KI für Zeitreihen: Modelltypen (Teil 2)
aus der Reihe: “Die Evolution der Künstlichen Intelligenz für sequenzielle Daten”
Nachdem wir uns in der ersten Folge zu den Modelltypen angesehen haben, wie (S)ARIMA-Modelle Vorhersagen mit Hilfe von Autokorrelation treffen, wollen wir uns als Nächstes mit neuronalen Netzen befassen.
Deep Learning mit neuronalen Netzen
Bei KI-Modellen in Form (künstlicher) neuronaler Netze findet die Berechnung von Vorhersagen nicht auf Basis ausgewählter statistischer Merkmale statt. Zwar greifen rekurrente neuronale Netze zur Vorhersage ebenfalls auf zurückliegende Werte zu, jedoch wird die Information aus weiter in der Vergangenheit liegenden Daten nur indirekt über einen internen Speicher, den hidden state, zum nächsten Neuron transportiert.
Wie sich der jeweils nächste Datenpunkt auf den Wert im Speicher auswirkt, ist dabei für alle Zeitschritte gleich und wird - wie ein Großteil des Verhaltens neuronaler Netze - durch Gewichte gesteuert. Andere Gewichte bestimmen, wie aus dem Speicher die Ausgabe erzeugt wird, beispielsweise die Vorhersage des nächsten Datenpunktes.

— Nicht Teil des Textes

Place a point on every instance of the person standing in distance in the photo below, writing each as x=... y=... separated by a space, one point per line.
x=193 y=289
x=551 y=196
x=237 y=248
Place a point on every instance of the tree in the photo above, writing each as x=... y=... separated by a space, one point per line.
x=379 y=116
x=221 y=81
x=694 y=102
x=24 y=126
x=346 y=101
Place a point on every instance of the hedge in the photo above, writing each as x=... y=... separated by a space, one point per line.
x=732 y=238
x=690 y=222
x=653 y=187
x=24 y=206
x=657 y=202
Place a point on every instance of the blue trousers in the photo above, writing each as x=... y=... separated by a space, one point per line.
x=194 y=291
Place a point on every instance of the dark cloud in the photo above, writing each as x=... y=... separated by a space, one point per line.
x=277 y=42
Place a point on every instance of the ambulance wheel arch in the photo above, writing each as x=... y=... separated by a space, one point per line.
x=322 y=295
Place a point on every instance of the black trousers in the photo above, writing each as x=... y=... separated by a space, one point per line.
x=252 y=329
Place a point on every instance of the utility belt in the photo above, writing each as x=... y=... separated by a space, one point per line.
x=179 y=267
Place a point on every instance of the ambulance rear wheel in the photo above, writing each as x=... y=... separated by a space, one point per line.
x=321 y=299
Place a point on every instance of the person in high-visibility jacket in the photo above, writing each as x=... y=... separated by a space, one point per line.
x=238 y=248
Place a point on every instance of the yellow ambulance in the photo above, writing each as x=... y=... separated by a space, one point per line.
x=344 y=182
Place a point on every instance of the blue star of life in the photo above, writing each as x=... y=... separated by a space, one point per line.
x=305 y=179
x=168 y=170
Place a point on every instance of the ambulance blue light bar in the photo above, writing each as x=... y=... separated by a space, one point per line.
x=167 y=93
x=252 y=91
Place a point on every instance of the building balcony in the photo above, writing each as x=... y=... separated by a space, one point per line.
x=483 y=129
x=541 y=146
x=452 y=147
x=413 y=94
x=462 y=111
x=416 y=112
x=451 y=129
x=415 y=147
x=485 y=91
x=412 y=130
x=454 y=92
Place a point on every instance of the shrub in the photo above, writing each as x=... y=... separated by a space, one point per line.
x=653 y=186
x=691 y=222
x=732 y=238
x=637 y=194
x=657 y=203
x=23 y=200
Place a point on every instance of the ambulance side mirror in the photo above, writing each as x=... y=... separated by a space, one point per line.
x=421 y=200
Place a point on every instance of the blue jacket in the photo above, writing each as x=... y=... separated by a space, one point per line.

Die Gewichte des Netzes sind auch hier das Ergebnis des Modelltrainings. Das Ziel dabei ist, solche Gewichte zu finden, welche die relevante Information in den Daten bestmöglich erfassen, um genaue Vorhersagen zu treffen.
Herausforderung 1: Langzeiteffekte
Da rekurrente neuronale Netze bei der Verarbeitung von Zeitreihen in eine lange Kette mehrerer Neuronen zerlegt werden, zählen sie zu den Methoden des Deep Learning. Diese Struktur macht sie einerseits vielseitig anwendbar, jedoch eignen sie sich trotz des Speichers nicht gut für lange Sequenzen. Je mehr Zeitschritte das Netz verarbeitet, desto länger wird die Kette an Berechnungen und desto weniger gelingt es, im Training die richtigen Gewichte zu finden, um den Einfluss weit zurückliegender Daten auf zukünftige Messwerte abzubilden.
Um langfristige Abhängigkeiten zu modellieren, wie sie in Zeitreihen häufig auftreten, wurde rekurrenten neuronalen Netzen ein Long Short-Term Memory hinzugefügt. Dieser Speicher kann selektiv aus den Eingabedaten lesen, gespeicherte Informationen behalten oder einen Teil vergessen, was die Berechnungsketten auf effektive Weise verkürzt.
Herausforderung 2: Interpretierbarkeit
Auf die Beispiel-Zeitreihe bezogen würde ein rekurrentes neuronales Netz im besten Fall lernen, zwischen den großen zyklischen Schwankungen und der zufälligen Abweichung aufeinanderfolgender Datenpunkte - dem “Rauschen” - zu unterscheiden. Verglichen mit einem (S)ARIMA-Modell hat es mehr Möglichkeiten, den Einfluss der vergangenen Werte zu beschreiben, sodass es komplexe Muster besser abbilden kann. Durch den verschachtelten Aufbau eines neuronalen Netzes lassen sich seine Gewichte allerdings nicht so explizit interpretieren wie die eines (S)ARIMA-Modells.
Häufig bleibt unklar, welche Eigenschaften in den Daten auf welche Weise zur Vorhersage beitragen, daher werden viele Deep-Learning-Modelle als black box aufgefasst, deren Innenleben verborgen bleibt. Die Verbesserung der Interpretierbarkeit ist ein Ziel aktueller wissenschaftlicher Untersuchungen und wird unter dem Begriff Explainable AI (xAI) durchgeführt.
Zusammengefasst:
- Rekurrente neuronale Netze sind Deep-Learning-Modelle, die Zusammenhänge in sequenziellen Daten erkennen und Vorhersagen auf Basis zurückliegender Werte treffen können.
- Das Training rekurrenter neuronaler Netze wird umso schwieriger, je mehr Zeitschritte verarbeitet werden. Langzeitabhängigkeiten können daher in der Regel nicht gut erfasst werden.
- Erweiterungen wie Long Short-Term Memory ermöglichen eine effektivere Verwendung relevanter Information und verbessern die Berücksichtigung von Langzeiteffekten.
- Deep-Learning-Modelle sind häufig black boxes in dem Sinn, dass sich anhand ihrer Gewichte nicht gut nachvollziehen lässt, wie eine Vorhersage zustande kommt. Daher ist es wichtig, die Zuverlässigkeit der Vorhersagen statistisch zu erfassen und kontinuierlich zu überwachen.